Regaining full-fidelity visibility 

To recover complete, otherwise known as full-fidelity visibility over the network and activity on it, financial institutions need to carefully consider which cloud-based applications they’re deploying, then establish clear rules about employee-run versions and personal device use. In addition, they must collect and record data from across the virtual enterprise to build a holistic view of their entire digital estate across both on-premises and cloud infrastructure. Network Performance Monitoring (NPM) solutions – that are capable of gathering flows, packets and data from cloud VPCs, VDI endpoints, data centers and the traditional network border – will be vital to this.  

Harnessing the power of intelligent analytics, these solutions create thresholds for ‘normal’ activity and proactively warn IT about outliers and suspicious looking activity. The data can also be manually analysed to identify and mitigate cybersecurity risks by helping with threat hunting, incident response and forensics; something Riverbed is seeing many of its NPM customers leverage its visibility capabilities for. What’s more, banks can use the insight from full-fidelity visibility tools like NPM to perform regular risk assessments and ensure they’re meeting compliance requirements: such as viewing the age of employees’ passwords, comparing these with corporate policies, and prompting staff to update them as appropriate to keep data safe.  

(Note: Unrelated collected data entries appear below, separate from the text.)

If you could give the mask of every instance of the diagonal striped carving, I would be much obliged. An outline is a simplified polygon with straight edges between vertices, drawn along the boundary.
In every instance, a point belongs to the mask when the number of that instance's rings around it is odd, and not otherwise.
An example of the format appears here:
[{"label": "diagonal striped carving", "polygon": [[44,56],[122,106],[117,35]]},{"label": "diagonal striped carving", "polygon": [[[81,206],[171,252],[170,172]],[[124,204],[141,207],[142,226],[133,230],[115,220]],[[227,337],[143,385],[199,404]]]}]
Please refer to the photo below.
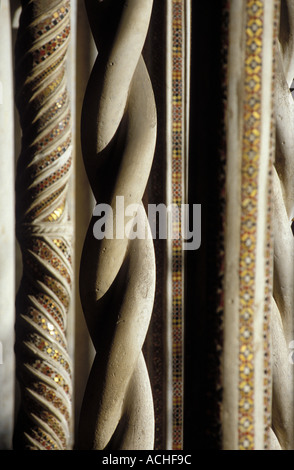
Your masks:
[{"label": "diagonal striped carving", "polygon": [[67,193],[72,167],[66,87],[70,2],[23,0],[15,50],[15,99],[22,128],[16,175],[17,238],[23,276],[16,299],[21,404],[15,449],[69,446],[72,289]]}]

Remaining secure and compliant amid digitisation 

As the financial sector continues to embrace digital transformation, the need to regain control over data, and remain secure and compliant, is paramount. The most important step in achieving this is attaining full-fidelity visibility across the entire IT infrastructure; from customers to bank branches and remote workers. Armed with this information, financial organisations can better detect and troubleshoot any security threats quickly and do effective forensics and incident response. In doing so: employees can continue to operate safely and productively, corporate and customer data can be successfully protected, and banks and other financial institutions can remain compliant while reaping the benefits of the cloud.